How to verify your supplements
The Food and Drug Administration (FDA) does not regulate supplements. Unfortunately, that means anything can be in them, including dirt. So, to ensure you are not wasting your money, make sure they are third-party verified. One of the easiest ways to do this is to look for the USP logo on your supplement bottles. You can also lookup supplements on the USP website.
The USP Verified Mark on a supplement means that the ingredients listed on the label are actually contained in the supplement and at the declared potency and amounts. The USP Mark also ensures that the supplement does not have harmful levels of certain contaminants. For more information on USP Verification Mark, go here: https://www.usp.org/verification-services/verified-mark.
NSF Certified for Sport certification
If you are an athlete and concerned about whether your supplements contain banned substances, check on the NSF website to see if they are safe for your sport. The NSF Certified for Sport certification is recognized by the United States Anti-Doping Agency, among other professional organizations. More information here: https://www.nsfsport.com
I must stress that supplements for mountain biking or any other sport do not compensate for poor food choices and an inadequate diet. Furthermore, talk with your doctor and get blood work done before taking supplements. Finally, you should always conduct your research on supplements and whether they provide performance or health benefits.

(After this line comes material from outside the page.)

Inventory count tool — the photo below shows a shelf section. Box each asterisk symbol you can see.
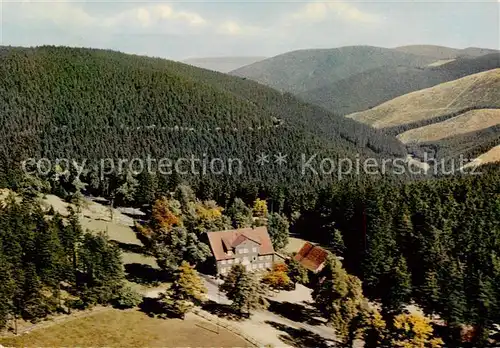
[256,153,269,166]
[274,152,288,166]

There are numerous supplements to consider, but I will discuss a few below.
You are at risk for iron deficiency if you are an endurance athlete, female athlete, vegetarian, or vegan. Ask your doctor to test your ferritin levels the next time you get blood work done. Ideally, female athletes should have serum ferritin levels > 35 ug/L and male athletes > 40 ug/L. The dose would depend on an individual’s iron levels.

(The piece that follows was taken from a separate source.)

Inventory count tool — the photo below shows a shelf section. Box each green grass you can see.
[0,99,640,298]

While most of the research is in older adults, fish oil, which contains omega 3 fatty acids, has been shown to improve cognitive processing. In addition, regular consumption of fish oil may enhance recovery following a traumatic brain injury. Still, there is also some evidence that it can decrease the severity of the injury if taken regularly. Omega 3 fatty acids include alpha-linolenic acid (ALA), eicosapentaenoic acid (EPA), and docosahexaenoic acid (DHA). ALA is found mainly in plant oils such as flaxseed, soybean, and canola oils. DHA and EPA are found in fish and other seafood. Typically, people get enough ALA’s in their diets but not enough DHA and EPAs. A set dose has not been established, but studies suggest taking 2-3 grams of omega 3s per day.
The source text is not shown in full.